L’ultima medaglia della Settimana internazionale degli sport invernali fu però assegnata solo 50 anni dopo, quando – per correggere un errore che lo aveva riguardato – il bronzo per il salto con gli sci fu assegnato e consegnato all’83enne Anders Haugen.

Secondo il sito delle Olimpiadi, alla Settimana internazionale degli sport invernali assistettero poco più di diecimila spettatori paganti: fu un grande successo.

Pochi mesi più tardi, il 4 maggio 1924, iniziarono a Parigi le Olimpiadi estive. E nel 1926 il CIO decise che da lì in poi quella che era stata chiamata Settimana internazionale degli sport invernali fosse da considerarsi la prima edizione di sempre delle Olimpiadi invernali. Nel 1928, anno delle Olimpiadi estive di Amsterdam, ci furono le Olimpiadi invernali di St. Moritz, in cui tra l’altro Sonja Henie vinse il primo dei suoi tre ori olimpici: a 15 anni, un record di età che avrebbe resistito per diversi decenni.
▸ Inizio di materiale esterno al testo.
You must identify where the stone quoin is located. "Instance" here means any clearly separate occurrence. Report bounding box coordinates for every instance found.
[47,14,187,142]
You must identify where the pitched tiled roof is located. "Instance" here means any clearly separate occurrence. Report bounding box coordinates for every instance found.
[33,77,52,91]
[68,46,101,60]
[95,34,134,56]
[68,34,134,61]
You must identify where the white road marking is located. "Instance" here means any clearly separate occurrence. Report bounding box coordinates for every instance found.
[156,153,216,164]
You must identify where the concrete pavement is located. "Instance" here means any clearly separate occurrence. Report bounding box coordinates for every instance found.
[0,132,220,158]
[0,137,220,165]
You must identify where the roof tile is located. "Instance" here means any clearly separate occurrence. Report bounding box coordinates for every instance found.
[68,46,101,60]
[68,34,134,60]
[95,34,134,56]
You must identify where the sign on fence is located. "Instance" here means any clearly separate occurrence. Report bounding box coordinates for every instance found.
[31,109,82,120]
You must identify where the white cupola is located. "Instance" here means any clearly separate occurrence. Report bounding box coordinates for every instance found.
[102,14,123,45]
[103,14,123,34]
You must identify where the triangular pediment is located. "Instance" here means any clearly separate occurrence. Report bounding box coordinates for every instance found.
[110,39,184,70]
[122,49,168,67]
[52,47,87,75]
Le Olimpiadi invernali proseguirono ogni quattro anni, negli stessi anni di quelle estive, con un po’ di strambi sport ora quasi del tutto dimenticati e, fino alle Olimpiadi di Garmisch del 1936, senza nessuna gara di sci alpino. Nel 1994, le Olimpiadi invernali di Lillehammer, in Norvegia, furono le prime a essere organizzate in un anno diverso da quello delle Olimpiadi estive. L’ultima edizione dei Giochi nordici si tenne invece nel 1926.